Butter Surges to 16-Year High as U.S. Exports Cut Reserve
By Lydia Mulvany Jul 24, 2014 1:28 PM ET
The 1,000 pounds (454 kilograms) of butter that Gerhard Michler uses every week to make cookies, cakes and petit fours at his San Francisco bakery is leaving the pastry chef with a case of ingredient indigestion.
While all his costs are up, including chocolate, none rose more than the butter used in everything Michler bakes at Creative International Pastries. Prices on the Chicago Mercantile Exchange jumped 81 percent in a year to $2.62 a pound, the highest since 1998, as surging U.S. exports eroded inventories and dairies failed to keep up with increased demand.
Theres a shortage of butter, Jon Spainhour, a broker and partner at Chicago-based Rice Dairy LLC, said in a telephone interview July 3. This spring, instead of building inventories, we just shipped it out of the country. Weve hauled a lot of product out of the market.
Even as rising global milk output signals a slowdown in U.S. exports, tight domestic butter supplies are contributing to higher costs that buyers including Panera Bread Co. expect will last through 2014. Retail-food prices are rising at the fastest pace in three years, fueled by meat, dairy, eggs, fresh fruit and vegetables, government data show.
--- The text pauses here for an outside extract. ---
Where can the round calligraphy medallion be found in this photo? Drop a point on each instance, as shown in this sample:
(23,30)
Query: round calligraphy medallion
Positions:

The spot price of butter has surged 71 percent this year, after yesterday reaching the highest close since September 1998, and butter futures on the CME jumped 58 percent, touching a record $2.50 today before dropping. The Bloomberg Commodity Index of 22 raw materials gained 2.7 percent this year, while the MSCI All-Country World Index of equities rose 6 percent. The Bloomberg Treasury Bond Index gained 3.6 percent.